Taylor Swift is nothing if not self-aware. Several times throughout Miss Americana, the new Netflix documentary from director Lana Wilson (After Tiller), the singer expresses that she knows exactly what people think of her, how something she does or might do is perceived, and that she craves praise and wanting to be liked. She’s more than aware of how often female musicians have to reinvent themselves, especially in comparison to male musicians. And she knows that parts of her life aren’t normal at all, something she notes after passing the fans who waited just outside her home just to catch a glimpse of her.
DIRECTOR: Lana Wilson
’Miss Americana’ is a raw and in-depth look into the world of one of the world’s most famous performers as she pushes herself further as a musician and someone whose voice has power.

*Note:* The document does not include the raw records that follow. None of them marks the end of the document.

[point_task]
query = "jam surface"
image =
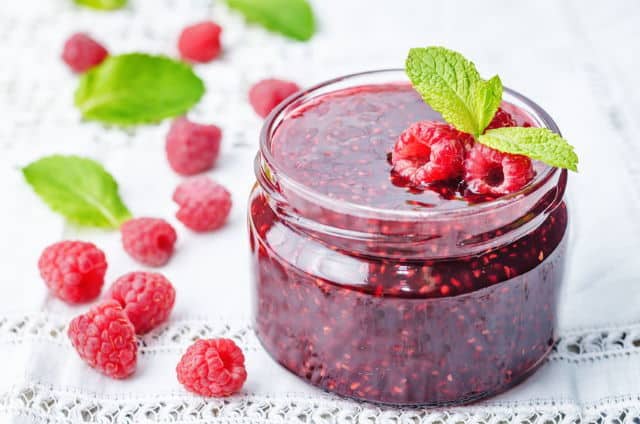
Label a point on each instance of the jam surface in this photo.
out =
(466, 312)
(339, 146)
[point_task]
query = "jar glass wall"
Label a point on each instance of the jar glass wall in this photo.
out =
(416, 305)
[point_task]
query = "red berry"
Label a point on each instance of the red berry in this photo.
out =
(200, 42)
(212, 368)
(502, 118)
(488, 171)
(148, 240)
(430, 151)
(192, 148)
(204, 204)
(147, 299)
(267, 94)
(106, 340)
(82, 52)
(73, 270)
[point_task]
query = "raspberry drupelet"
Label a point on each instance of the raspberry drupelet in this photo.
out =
(73, 270)
(105, 339)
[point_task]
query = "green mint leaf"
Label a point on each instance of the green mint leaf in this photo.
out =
(292, 18)
(102, 4)
(137, 88)
(451, 85)
(537, 143)
(78, 188)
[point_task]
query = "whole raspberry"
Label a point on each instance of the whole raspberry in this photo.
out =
(192, 148)
(502, 118)
(430, 151)
(148, 240)
(204, 204)
(82, 52)
(212, 368)
(105, 339)
(267, 94)
(200, 42)
(488, 171)
(73, 270)
(147, 299)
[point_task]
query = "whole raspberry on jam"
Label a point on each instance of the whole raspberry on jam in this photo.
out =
(73, 270)
(192, 148)
(147, 299)
(148, 240)
(430, 151)
(268, 93)
(501, 119)
(488, 171)
(204, 204)
(105, 339)
(200, 42)
(82, 52)
(212, 368)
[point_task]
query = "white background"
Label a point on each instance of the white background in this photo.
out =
(578, 59)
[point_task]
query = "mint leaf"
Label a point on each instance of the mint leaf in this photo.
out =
(451, 85)
(292, 18)
(78, 188)
(537, 143)
(102, 4)
(137, 88)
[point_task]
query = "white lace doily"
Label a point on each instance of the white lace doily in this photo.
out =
(578, 59)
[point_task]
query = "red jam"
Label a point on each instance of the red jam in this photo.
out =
(372, 291)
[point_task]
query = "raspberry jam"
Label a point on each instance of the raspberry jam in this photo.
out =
(373, 291)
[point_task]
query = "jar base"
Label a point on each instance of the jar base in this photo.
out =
(467, 400)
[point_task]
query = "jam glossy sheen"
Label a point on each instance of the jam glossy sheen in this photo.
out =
(463, 312)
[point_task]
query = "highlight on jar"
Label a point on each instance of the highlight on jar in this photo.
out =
(408, 231)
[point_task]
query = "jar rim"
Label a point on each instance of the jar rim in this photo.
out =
(300, 98)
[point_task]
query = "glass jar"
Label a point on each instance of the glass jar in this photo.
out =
(412, 307)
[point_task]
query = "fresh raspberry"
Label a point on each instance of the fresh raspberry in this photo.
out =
(200, 42)
(73, 270)
(147, 299)
(212, 367)
(192, 148)
(150, 241)
(502, 118)
(430, 151)
(204, 204)
(105, 339)
(488, 171)
(82, 52)
(267, 94)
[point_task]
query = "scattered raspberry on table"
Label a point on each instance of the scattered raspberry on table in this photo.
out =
(73, 270)
(430, 151)
(105, 339)
(200, 42)
(267, 94)
(488, 171)
(192, 148)
(146, 298)
(204, 205)
(212, 368)
(82, 52)
(150, 241)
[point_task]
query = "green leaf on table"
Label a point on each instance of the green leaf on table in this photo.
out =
(537, 143)
(137, 88)
(452, 86)
(78, 188)
(102, 4)
(292, 18)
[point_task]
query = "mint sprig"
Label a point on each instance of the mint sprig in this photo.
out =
(452, 86)
(137, 88)
(78, 188)
(291, 18)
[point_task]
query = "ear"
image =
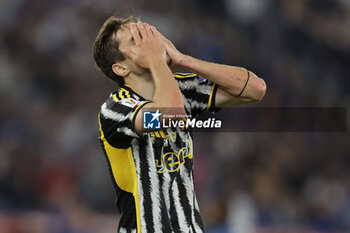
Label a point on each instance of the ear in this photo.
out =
(120, 69)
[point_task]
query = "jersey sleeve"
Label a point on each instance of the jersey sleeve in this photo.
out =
(199, 93)
(116, 120)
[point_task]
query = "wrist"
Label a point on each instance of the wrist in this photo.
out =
(183, 61)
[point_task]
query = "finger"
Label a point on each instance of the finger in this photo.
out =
(135, 33)
(142, 30)
(127, 52)
(148, 29)
(154, 30)
(160, 35)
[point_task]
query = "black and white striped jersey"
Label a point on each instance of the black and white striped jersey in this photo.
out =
(153, 172)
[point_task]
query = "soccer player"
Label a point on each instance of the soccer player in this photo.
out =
(153, 170)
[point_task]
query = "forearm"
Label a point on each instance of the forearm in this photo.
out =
(167, 94)
(229, 78)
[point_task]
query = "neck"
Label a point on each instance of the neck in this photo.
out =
(141, 84)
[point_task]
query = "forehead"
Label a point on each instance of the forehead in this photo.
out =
(123, 32)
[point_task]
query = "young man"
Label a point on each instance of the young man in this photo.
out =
(153, 170)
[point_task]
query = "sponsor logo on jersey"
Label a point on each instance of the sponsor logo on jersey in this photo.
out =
(151, 120)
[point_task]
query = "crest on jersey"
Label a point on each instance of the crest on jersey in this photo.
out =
(129, 102)
(151, 120)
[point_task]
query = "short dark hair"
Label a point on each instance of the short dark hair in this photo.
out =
(106, 49)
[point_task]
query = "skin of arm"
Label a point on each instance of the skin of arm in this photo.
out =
(150, 53)
(230, 79)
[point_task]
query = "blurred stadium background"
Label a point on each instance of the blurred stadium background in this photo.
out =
(53, 175)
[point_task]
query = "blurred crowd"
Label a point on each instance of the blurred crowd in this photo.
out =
(53, 175)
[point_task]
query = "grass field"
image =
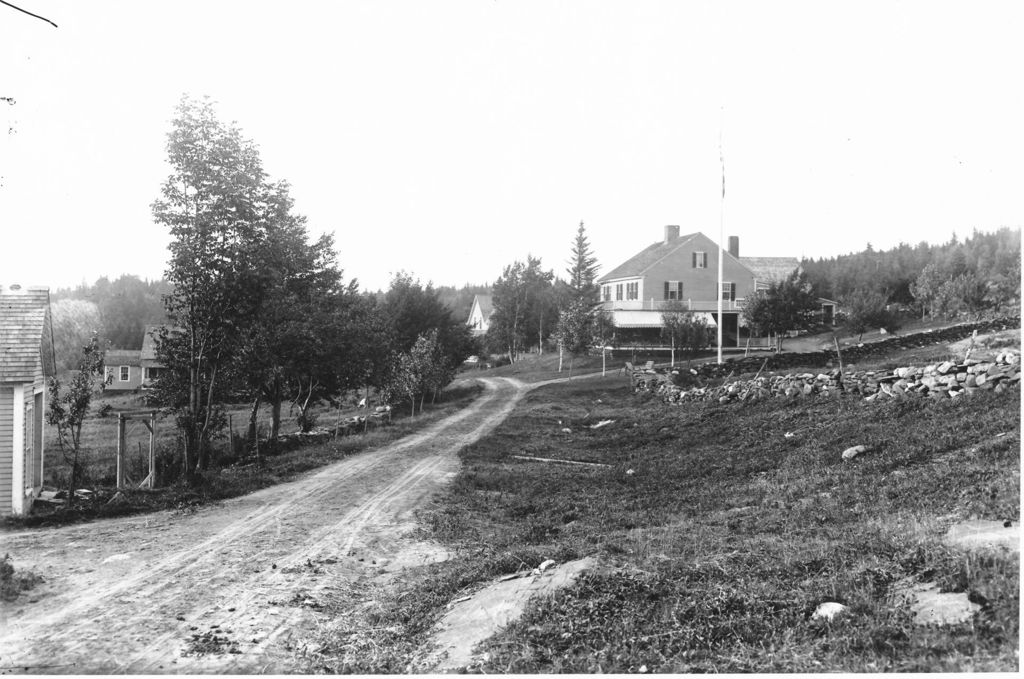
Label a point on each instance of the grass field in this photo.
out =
(99, 436)
(231, 479)
(724, 537)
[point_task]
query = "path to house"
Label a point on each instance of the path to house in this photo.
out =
(232, 588)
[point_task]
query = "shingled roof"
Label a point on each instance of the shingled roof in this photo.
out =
(640, 262)
(770, 269)
(122, 357)
(486, 304)
(150, 343)
(26, 342)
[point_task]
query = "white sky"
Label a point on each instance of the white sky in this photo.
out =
(449, 138)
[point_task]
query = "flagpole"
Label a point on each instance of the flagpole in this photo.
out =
(721, 238)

Miss Americana is a deconstruction of the myth of Taylor Swift that’s been perpetuated by a multitude of factions over the more than a decade she’s spent in the spotlight, and for Swift fans, it’s a much-watch. Swift gave Wilson and her crew access to her process of making an album, so we’re given a front-row seat into everything from her songwriting sessions and piecing it all together. It’s also a personal view into just how the world’s perception has affected her and how she eventually pushed through to find herself to a much healthier place—and in a position to speak out politically.
Some of the cornerstones that made Swift who she is are more than familiar to those who’ve followed her career over the years. There’s Kanye West interrupting her VMAs acceptance speech in 2009, something that Swift acknowledged took her on many psychological paths, not all of which were beneficial. Subsequent fallout between the two emerged after Kim Kardashian released footage of a phone call between West and Swift over him name-checking her in “Famous,” and Swift breaks down when talking to her mother Andrea—a constant and supportive presence throughout Miss Americana—about how a hashtag about how much people hate her wears her down. When Reputation fails to get any major Grammy nominations, she immediately strives to make a better album, a showcase of the sheer drive she had to push herself farther and prove that she earned it.
Swift was someone who thrived on praise and who spent her entire life trying to be nice and kind because that was who she was supposed to be; she built her entire self-worth on it. Each of these things is devastating in their own way, and working her way past that is in and of itself a journey. “I had to deconstruct an entire belief system, toss it out, and reject it,” she says. At one point, Swift admits she used to stop eating after she would see photos of herself with a stomach or when the tabloids speculated that she was pregnant, but it’s something she no longer partakes in.
While Swift’s controversies always loom in the shadows, Miss Americana also allows Swift to revel in the smaller moments when she’s able to get them—and in the things that bring her joy. During a songwriting session, she reveals that she only had a burrito for the first time within the past couple of years. Archival footage documents Swift’s lifelong love of performing, and the songs used throughout the documentary showcase a wide mix of her discography, including a new song that plays during the credits (and is excellent).
But Miss Americana isn’t just a personal exploration. It’s one where Taylor Swift—who won a trial against the man who groped her and sued her after he was fired for it—explores how she can use her own privilege because she’s at a point in her life where she can no longer stay silent. Her foray into politics may have taken a long time, but a meeting between Swift and her representation (which included her parents) indicates how even something as simple as endorsing a candidate is a major step; in the country world, Swift explains, the Dixie Chicks are used as an example of why country stars should keep politics out of their music.
Miss Americana probably won’t change many minds of the people who have already made up their minds about Swift or downright hate her, but when artists’ images are planned and curated, a documentary like this is the kind of window into the life of a famous musician that we’re not often privy to seeing, even if we’ll never ever quite get the whole picture.